9 N.J. Misc. 876 | Monmouth Cty. Cir. Ct., N.J. | 1931

Lawrence, C. C. J.

This suit was submitted to the court, without a jury, by consent, for determination on a stipulation of facts.

It is in replevin, the effort being to recover possession of an ice boat named “Jack Frost,” which was admittedly owned by James O’Brien in his lifetime. He died in December, 1922. At the time, the boat was in the custody of defendant, Buxton, a boat builder, who was its sailing master, and who maintained in his establishment a place for the storage of such boats when not in use.

The proofs tend to indicate that in 1921 and again in 1922, defendant had been engaged to condition the ice boat and act as its sailing master. On January 20th, 1923, he rendered a bill to the O’Brien estate for services as such sailing master, covering the seasons of 1921 and 1922, for $350 for each year, and for storage to the date stated for *877$50. Plaintiff tendered the storage bill, but refused to pay for the service as sailing master and demanded possession of the boat. The tender and demand were refused, by defendant. Claiming a common law lien, he advertised and caused it to be sold on January 29th, 1924, under the provisions of the act authorizing persons having liens for work, labor and materials, employed in the repair and construction of any article to enforce such lien. Comp. Stat. 1910, p. 3140; Pamph. L. 1889, p. 424. It produced at such sale $400, defendant becoming the purchaser, and when the writ was issued in the present suit, he still had it and filed the required bond in rereplevying it. Plaintiff claims that the items included in defendant’s bill were not of a nature to give him a common law lien, and, since she made a tender of the storage bill, which was refused, she is entitled to recover the boat in this action.
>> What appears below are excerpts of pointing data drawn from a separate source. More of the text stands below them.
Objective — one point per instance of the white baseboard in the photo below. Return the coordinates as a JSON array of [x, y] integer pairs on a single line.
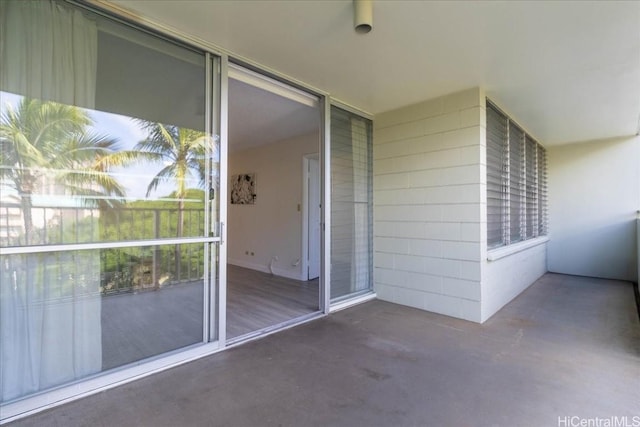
[[290, 274]]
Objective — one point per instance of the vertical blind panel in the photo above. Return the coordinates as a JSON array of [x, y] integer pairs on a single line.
[[496, 181], [531, 188], [516, 183], [351, 204], [542, 191]]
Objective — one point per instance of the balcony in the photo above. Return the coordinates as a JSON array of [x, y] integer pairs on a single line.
[[567, 347]]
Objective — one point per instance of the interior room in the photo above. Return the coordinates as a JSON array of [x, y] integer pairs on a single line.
[[273, 263]]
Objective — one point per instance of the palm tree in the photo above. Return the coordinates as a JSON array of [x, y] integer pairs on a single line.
[[183, 153], [44, 139]]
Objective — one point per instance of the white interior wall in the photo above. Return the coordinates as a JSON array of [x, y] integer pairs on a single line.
[[427, 204], [272, 227], [594, 196]]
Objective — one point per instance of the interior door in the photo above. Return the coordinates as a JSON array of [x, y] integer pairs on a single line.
[[314, 211]]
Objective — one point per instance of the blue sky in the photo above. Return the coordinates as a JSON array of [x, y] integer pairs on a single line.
[[122, 128]]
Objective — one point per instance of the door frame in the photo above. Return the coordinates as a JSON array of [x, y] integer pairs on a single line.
[[306, 229]]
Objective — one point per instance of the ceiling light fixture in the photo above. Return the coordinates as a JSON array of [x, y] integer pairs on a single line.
[[363, 16]]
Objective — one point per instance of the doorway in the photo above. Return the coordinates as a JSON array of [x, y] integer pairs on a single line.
[[272, 128], [312, 214]]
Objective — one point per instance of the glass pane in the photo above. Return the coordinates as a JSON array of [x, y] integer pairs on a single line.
[[351, 204], [132, 163], [66, 315]]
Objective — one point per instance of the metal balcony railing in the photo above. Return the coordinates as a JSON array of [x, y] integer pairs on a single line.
[[121, 269]]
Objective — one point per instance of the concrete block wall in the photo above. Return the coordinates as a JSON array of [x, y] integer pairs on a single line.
[[505, 278], [428, 184], [521, 264]]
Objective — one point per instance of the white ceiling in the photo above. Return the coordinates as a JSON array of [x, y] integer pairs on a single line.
[[259, 117], [566, 70]]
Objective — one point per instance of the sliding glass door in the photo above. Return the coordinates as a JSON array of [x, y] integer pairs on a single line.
[[351, 205], [109, 196]]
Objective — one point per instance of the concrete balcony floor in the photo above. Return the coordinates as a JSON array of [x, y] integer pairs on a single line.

The primary question, therefore, is whether the boat was subject to a common law lien merely for defendant’s services as sailing master or for storage. It may be said that he was given permission to amend the stipulation of facts by submitting to the court an itemized statement of his account, showing, if he could, any service involving labor performed or materials provided in conditioning or repairing the ice boat, but apparently had no such account susceptible of proof. Such proof, consequently, as disclosed by the stipulation of facts, remained confined to the statement of services as; sailing master and for storage. That these services do not come within the definition of a common law lien, or indeed1 within the provision of the statute resorted to to enforce it seems apparent. They were not for work, labor or materials employed in repairing, conditioning or constructing the boat.
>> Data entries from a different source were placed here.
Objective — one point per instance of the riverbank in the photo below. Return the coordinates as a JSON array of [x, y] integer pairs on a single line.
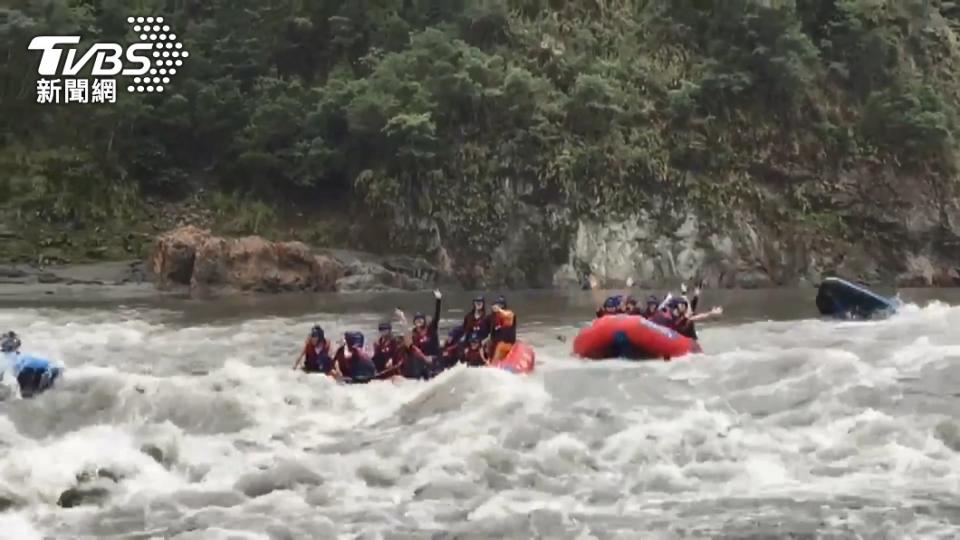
[[193, 262]]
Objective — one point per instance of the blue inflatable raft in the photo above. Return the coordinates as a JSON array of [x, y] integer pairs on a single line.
[[842, 299]]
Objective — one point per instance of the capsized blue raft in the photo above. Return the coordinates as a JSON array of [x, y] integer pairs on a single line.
[[34, 375], [842, 299]]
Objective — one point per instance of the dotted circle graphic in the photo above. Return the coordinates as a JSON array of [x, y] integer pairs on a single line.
[[166, 51]]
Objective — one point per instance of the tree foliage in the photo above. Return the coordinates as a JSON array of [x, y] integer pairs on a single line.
[[436, 108]]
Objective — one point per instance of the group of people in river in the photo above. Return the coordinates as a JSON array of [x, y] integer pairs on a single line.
[[484, 338], [676, 313]]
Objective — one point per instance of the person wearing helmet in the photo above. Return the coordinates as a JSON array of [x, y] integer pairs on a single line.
[[611, 306], [315, 357], [504, 332], [652, 307], [683, 320], [450, 354], [386, 350], [477, 322], [33, 375], [351, 361], [424, 334], [474, 355]]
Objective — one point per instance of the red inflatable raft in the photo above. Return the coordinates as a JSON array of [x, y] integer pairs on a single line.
[[607, 334], [520, 359]]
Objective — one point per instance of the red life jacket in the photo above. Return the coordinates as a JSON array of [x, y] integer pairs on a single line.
[[473, 325], [317, 358], [421, 339], [473, 357]]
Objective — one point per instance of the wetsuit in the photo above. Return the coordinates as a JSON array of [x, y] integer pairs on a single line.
[[317, 357], [427, 342], [415, 364], [474, 357], [662, 318], [685, 327], [475, 325], [385, 350], [504, 333], [357, 367], [34, 375]]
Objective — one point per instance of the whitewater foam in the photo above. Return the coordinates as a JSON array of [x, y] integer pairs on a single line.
[[807, 427]]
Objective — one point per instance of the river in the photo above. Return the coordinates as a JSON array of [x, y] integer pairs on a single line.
[[787, 427]]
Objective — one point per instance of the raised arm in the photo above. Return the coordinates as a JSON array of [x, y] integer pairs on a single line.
[[703, 316], [434, 323]]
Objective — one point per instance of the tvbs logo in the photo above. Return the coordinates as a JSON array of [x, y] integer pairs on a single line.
[[152, 62]]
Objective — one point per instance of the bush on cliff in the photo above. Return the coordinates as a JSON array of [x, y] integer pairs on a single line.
[[433, 107]]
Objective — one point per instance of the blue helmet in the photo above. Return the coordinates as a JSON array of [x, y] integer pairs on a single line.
[[353, 339], [9, 342], [612, 302]]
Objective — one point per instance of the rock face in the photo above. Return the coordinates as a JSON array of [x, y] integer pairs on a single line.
[[193, 257]]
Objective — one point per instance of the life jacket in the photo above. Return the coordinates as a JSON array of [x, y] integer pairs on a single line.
[[424, 341], [385, 350], [602, 312], [476, 326], [357, 366], [662, 318], [505, 327], [317, 359], [474, 357], [685, 327], [414, 364]]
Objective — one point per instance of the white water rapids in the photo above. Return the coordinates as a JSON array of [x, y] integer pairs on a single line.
[[789, 429]]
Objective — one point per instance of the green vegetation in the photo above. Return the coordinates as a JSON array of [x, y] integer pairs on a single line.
[[433, 108]]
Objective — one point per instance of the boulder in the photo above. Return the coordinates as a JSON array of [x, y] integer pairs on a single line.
[[194, 257], [174, 254]]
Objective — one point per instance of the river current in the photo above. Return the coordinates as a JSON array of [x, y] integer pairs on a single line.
[[184, 420]]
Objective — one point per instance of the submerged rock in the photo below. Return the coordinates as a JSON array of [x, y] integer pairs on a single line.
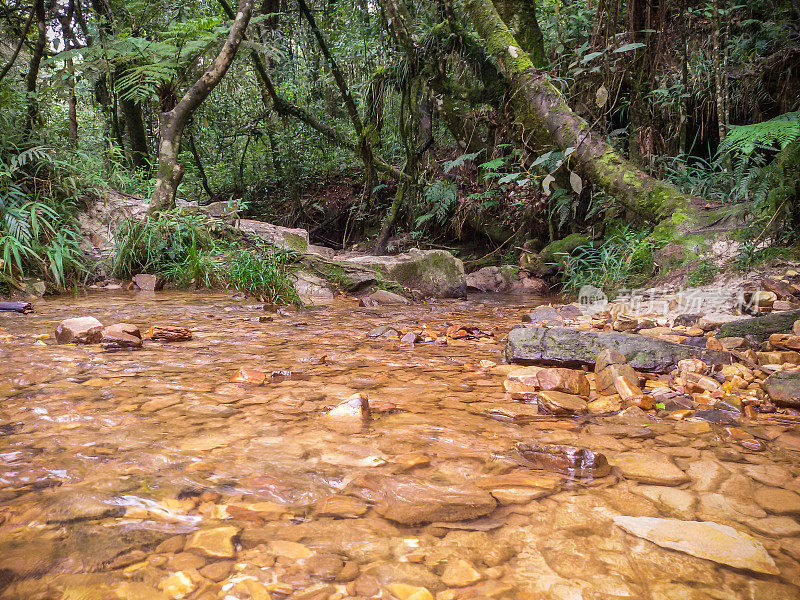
[[147, 282], [413, 501], [382, 297], [311, 287], [784, 388], [81, 330], [649, 467], [704, 539], [563, 380], [576, 462], [169, 333], [507, 278], [217, 542], [20, 307], [760, 328], [121, 336], [434, 273], [571, 347], [559, 403], [355, 407]]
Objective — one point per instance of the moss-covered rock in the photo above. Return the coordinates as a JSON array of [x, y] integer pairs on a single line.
[[281, 237], [760, 328], [554, 252], [784, 388], [435, 273]]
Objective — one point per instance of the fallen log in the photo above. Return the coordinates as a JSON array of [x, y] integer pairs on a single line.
[[566, 347], [760, 328], [20, 307]]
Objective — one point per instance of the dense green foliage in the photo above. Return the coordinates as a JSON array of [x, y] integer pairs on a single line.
[[192, 250], [702, 93]]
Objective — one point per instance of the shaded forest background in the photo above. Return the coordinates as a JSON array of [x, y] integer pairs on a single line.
[[401, 123]]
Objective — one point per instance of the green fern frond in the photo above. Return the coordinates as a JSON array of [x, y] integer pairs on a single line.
[[780, 131]]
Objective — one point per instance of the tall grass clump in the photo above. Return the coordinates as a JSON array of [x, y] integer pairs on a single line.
[[265, 274], [190, 250], [38, 237], [623, 260]]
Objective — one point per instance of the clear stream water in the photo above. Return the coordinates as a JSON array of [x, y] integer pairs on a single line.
[[110, 460]]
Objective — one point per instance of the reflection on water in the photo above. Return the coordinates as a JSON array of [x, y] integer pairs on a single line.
[[149, 474]]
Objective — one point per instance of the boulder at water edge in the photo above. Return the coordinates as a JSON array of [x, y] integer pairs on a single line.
[[81, 330], [281, 237], [434, 273], [571, 347]]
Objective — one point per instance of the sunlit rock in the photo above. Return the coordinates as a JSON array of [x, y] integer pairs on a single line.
[[649, 467], [703, 539], [217, 542], [80, 330], [355, 407]]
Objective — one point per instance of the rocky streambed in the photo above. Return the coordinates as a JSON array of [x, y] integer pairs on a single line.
[[341, 451]]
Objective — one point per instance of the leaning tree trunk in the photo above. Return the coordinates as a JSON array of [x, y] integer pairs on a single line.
[[172, 123], [539, 106], [137, 134], [35, 62]]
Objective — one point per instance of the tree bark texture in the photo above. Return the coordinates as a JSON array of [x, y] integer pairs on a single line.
[[35, 62], [173, 122], [541, 107]]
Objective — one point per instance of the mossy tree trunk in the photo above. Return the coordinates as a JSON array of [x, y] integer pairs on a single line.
[[172, 123], [542, 108]]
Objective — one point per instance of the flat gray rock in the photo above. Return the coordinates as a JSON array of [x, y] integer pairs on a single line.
[[571, 348]]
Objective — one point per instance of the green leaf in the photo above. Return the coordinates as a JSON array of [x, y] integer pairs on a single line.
[[592, 55], [601, 97], [629, 47]]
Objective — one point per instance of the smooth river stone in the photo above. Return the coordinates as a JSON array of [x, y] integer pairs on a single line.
[[778, 501], [649, 467], [704, 539], [217, 542], [413, 501]]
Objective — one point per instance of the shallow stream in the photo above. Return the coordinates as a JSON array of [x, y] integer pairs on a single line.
[[109, 461]]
At common law the debt must have been incurred for some service or work rendered by claimant on the property against which the lien is asserted. 37 C. J. 327, § 37. It is entirely distinct from the debt or obligation which it secures; it is but an incident of the debt or obligation and a remedy therefor. The debt or obligation itself may be enforced with or *878without the aid of the lien; further proceedings on the lien may be barred, but not on the debt or obligation, and the payment of the debt extinguishes the lien. Ibid. 311, § 10. The term “lien” is sometimes used in a broad sense as being equivalent to “claim or demand,” but in a technical sense a lien is in the nature of security and is distinct from a “claim or demand,” as a person may have a claim and yet not be entitled to a lien to secure the payment thereof (page 310, section 8).
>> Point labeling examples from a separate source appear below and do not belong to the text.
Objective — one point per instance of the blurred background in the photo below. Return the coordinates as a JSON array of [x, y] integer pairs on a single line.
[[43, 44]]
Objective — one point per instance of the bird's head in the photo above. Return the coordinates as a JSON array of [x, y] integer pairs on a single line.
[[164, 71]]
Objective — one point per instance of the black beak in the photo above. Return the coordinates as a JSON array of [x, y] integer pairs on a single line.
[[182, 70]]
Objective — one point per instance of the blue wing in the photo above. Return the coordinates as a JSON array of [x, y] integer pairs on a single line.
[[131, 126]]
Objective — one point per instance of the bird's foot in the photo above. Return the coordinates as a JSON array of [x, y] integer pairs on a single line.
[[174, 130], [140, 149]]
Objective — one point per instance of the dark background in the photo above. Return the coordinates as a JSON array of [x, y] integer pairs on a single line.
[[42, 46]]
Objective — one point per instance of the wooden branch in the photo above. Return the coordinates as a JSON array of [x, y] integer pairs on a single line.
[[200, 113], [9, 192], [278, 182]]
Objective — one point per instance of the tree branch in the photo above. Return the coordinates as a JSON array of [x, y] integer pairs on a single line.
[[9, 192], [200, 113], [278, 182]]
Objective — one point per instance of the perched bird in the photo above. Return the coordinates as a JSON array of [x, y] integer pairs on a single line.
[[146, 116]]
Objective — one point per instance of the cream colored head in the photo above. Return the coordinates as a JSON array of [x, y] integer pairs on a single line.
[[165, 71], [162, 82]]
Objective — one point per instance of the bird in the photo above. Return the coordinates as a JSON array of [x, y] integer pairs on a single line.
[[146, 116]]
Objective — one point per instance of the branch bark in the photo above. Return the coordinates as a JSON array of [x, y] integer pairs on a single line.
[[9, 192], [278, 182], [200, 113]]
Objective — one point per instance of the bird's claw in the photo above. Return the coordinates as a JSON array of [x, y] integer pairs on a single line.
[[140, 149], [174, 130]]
A workman who by his skill and labor has enhanced the value of a chattel, under an employment to render the service by the consent, express or implied, of the owner, has a lien on the chattel for his reasonable charge. White v. Smith, 44 N. J. L. 105; Sullivan v. Clifton, 55 Id. 324.

In Lanterman v. Luby, 96 N. J. L. 255, 257, a lien is defined as neither a right of property in a thing nor a right of action for a thing, but simply a right of detainer. It differs from a mortgage, in that a mortgage is a transfer of title as security; whereas, a lien confers no title; it differs from a pledge, in that a pledge is a transfer of possession as security; whereas, in the case of lien the transfer of possession is not for the purpose of security, but in order that the service may be rendered to the chattel in question, and the lien arises from the rendering of that service, if such service be not paid for. It is essentially a right to detain. It is the natural outcome of the transaction wherein one takes his chattel to another with whom he contracts for the performance by the latter of some service upon it for its betterment. The owner does not pay for the service before it is performed, because he has the right to see that it is right before he pays for it; on the other hand, the one who performs the service, having performed it well, has the right to be paid for it before the owner may take away his property so benefited by the service. See, also, 17 R. C. L. 601, § 8. At common law bailees, other than innkeepers, common carriers and warehousemen, were not recognized as having a lien on the property for mere storage, or for other services that *879did not enhance the value of the property (6 C. J. 1132, § 79), while in the absence of statute or special contract securing a lien, a servant or employe has no lien upon the property of his master or employer for his wages or compensation. 17 R. C. L. 602, § 10. Even though it had appeared that defendant had been engaged in the business of storing ice boats and would be entitled to a lien for such storage while it remained unpaid (Ibid. 603, § 11), it did not arise in the present case, because it is stipulated that plaintiff tendered the storage charge, included as an item in the bill rendered, and that it was refused by defendant.

In the circumstances, the proofs fail to show that defendant had a common law lien on the ice boat in question, and the result is that plaintiff must be held entitled to it. Judgment for possession may accordingly be entered. No costs will bo allowed, however.